Insub Meta Orchestra
13 & 27
(Another Timbre)
Coordinated and composed by d'incise and Cyril Bondi, this incredible Swiss-based collective of 30 to 40 experimental musicians was founded in 2010 and has presented concerts and recordings since; this CD presents two works, "13 unissons" splitting the orchestra into 13 subgroups; and "27 times" where each musician plays 27 times in 30 minutes; phenomenal.
Frey, Jurg
Collection Gustave Roud [2 CDs]
(Another Timbre)
A double CD with five beautiful pieces that engage with the work of the extraordinary French-Swiss poet Gustave Roud, with performers including Dante Boon, Stefan Thut, Andrew McIntosh and Jurg Frey himself, 10 compositions that Frey wrote in the manner that Roud would, roaming with a sketchbook and developing the pieces based on impressions of his surroundings.
Feldman, Morton
Piano, Violin, Viola, Cello
(Another Timbre)
Morton Feldman's final composition, originally premiered in 1987, here performed by pianist Mark Knoop, violinist Aisha Orazbayeva, violist Bridget Carey, and cellist Anton Lukoszevieze, recording a year after their successful performance at London's Cafe Oto, maintaining focus and concentration on this large, unhurried work of micro-variations.
Szlavnics, Chiyoko
During a Lifetime
(Another Timbre)
Three works from Canadian composer Chiyoko Szlavnics, two electroacoustic compositions incorporating sinewaves, one with a saxophone quartet and the other with two accordions, two flutes and two percussionists; and a string trio of long sustained tones and slow glissandi.
d'incise / Cristian Alvear
Appalachian Anatolia (14th Century)
(Another Timbre)
A composition for solo 'modified guitar' from Swiss composer d'incise peformed by guitarist Cristian Alvear, music "at the confluence of sound, melody and rhythm. Something quiet but somehow driven by a pulse, existing somewhere between the electroacoustic and the tonal conceptions of music."
Harrison, Bryn
Receiving the Approaching Memory
(Another Timbre)
Bryn Harrison's highly acclaimed, labyrinthine composition for violin & piano from 2014, expertly realised by violinist Aisha Orazbayeva and pianist Mark Knoop, for whom this 5-part work of beautiful repetitions reflecting tapestries of sound was written.
Frey, Jurg
Circles and Landscapes - works for solo piano played by Philip Thomas
(Another Timbre)
Five new or recent pieces from composer Jurg Frey, alongside his 1993 work "In Memoriam Cornelius Cardew", all performed by pianist Philip Thomas, presenting slowly unfolding compositions emphasizing the physical space and time within which sounds are situated.

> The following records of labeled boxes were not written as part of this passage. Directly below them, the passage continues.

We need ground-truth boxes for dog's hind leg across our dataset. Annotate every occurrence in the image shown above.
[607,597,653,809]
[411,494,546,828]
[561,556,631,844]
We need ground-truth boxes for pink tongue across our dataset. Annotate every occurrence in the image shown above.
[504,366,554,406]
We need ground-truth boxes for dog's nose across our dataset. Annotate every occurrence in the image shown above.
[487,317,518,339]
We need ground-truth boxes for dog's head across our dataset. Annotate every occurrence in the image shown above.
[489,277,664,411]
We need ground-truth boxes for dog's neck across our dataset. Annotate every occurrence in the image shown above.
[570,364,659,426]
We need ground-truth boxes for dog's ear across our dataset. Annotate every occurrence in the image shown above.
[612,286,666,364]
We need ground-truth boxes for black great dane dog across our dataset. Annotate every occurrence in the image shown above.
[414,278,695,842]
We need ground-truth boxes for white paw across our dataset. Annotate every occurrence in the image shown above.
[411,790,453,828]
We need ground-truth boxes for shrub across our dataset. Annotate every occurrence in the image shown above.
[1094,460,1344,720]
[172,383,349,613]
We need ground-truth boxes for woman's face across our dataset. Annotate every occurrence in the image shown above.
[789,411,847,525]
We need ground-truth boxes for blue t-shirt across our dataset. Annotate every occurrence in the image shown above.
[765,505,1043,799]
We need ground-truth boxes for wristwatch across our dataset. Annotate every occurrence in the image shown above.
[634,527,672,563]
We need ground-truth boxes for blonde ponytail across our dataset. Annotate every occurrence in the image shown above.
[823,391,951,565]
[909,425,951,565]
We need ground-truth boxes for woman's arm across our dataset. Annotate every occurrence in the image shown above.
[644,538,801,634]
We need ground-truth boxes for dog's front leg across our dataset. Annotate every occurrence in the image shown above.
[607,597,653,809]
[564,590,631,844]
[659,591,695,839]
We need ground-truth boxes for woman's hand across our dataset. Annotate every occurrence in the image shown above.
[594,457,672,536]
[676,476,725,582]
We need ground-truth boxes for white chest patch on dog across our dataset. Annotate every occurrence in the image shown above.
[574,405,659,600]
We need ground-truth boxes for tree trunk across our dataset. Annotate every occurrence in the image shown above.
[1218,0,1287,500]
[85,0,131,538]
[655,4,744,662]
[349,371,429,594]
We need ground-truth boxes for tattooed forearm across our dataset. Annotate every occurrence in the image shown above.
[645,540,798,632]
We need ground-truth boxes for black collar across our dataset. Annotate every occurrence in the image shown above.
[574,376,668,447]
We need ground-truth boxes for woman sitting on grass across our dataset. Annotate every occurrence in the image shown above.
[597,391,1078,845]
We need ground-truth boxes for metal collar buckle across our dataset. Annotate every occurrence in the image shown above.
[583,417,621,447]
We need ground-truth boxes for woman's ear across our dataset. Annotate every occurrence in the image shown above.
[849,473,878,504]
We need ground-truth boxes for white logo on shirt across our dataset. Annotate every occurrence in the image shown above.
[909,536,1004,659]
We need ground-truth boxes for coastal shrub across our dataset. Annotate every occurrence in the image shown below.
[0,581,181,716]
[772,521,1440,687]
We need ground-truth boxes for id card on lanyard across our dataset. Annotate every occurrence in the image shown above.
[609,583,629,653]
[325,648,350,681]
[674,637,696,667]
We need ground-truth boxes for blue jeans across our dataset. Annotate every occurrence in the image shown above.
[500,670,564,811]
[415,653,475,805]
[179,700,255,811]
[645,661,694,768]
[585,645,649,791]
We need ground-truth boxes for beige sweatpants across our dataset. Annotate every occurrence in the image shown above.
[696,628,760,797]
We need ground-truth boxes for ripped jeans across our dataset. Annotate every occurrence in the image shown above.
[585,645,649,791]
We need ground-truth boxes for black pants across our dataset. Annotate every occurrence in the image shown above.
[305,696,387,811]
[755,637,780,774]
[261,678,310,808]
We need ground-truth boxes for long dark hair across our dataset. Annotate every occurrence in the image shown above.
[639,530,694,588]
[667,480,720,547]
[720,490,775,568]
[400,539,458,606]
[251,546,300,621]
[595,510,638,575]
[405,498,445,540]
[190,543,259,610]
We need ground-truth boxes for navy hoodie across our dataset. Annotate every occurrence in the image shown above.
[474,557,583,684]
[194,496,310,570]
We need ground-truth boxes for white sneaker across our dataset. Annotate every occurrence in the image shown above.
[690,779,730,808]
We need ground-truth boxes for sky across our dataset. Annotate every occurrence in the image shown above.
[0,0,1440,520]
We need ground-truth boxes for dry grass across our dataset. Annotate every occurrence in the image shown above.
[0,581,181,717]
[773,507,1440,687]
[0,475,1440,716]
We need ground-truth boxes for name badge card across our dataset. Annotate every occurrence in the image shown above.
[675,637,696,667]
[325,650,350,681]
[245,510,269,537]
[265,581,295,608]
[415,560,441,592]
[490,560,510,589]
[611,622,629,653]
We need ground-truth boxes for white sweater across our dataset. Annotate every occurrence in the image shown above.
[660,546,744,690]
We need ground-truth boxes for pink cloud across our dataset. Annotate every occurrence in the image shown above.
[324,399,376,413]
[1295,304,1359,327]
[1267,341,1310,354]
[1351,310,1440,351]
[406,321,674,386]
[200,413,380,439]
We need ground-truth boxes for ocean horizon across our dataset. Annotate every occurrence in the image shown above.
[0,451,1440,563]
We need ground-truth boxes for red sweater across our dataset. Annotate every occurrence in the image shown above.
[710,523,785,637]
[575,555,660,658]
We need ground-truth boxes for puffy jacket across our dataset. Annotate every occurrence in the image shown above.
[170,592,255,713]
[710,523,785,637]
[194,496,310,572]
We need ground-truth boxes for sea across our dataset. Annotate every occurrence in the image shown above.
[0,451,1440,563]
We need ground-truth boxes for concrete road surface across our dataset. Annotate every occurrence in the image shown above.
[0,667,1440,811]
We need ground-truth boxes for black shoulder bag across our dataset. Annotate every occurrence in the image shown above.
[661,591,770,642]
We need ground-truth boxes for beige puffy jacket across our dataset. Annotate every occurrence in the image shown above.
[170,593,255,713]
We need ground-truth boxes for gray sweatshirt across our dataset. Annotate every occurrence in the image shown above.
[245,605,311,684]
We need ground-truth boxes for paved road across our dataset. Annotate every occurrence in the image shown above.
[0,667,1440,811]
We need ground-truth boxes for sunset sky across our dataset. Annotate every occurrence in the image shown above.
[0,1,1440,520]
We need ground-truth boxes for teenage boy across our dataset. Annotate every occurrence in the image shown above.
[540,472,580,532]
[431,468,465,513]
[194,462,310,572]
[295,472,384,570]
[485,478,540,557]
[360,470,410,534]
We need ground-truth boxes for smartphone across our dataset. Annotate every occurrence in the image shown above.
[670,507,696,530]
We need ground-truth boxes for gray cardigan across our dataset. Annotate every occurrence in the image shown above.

Feldman, Morton played by John Tilbury & Philip Thomas
Two Pianos And Other Pieces 1953-1969 [2 CDs]
(Another Timbre)
"Two Pianos" is one of Morton Feldman's most experimental and radical works, performed here by John Tilbury & Philip Thomas; plus lesser known works including 'Piece for Four Pianos', 'Between Categories', 'False Relationships and the Extended Ending' and 'Two Pieces for Three Pianos'.
BEFOREHAND (Lazaridou / Wastell)
Live at Hundred Years Gallery
(Confront)
The duo of Dimitra Lazaridou-Chatzigoga on zither and Mark Wastell on his electronics set including bowls and shruti box, formed for the release concert for Angharad Davies' "Six Studies" in 2014, recording this excellent improvised dialog of rich and unusual sound.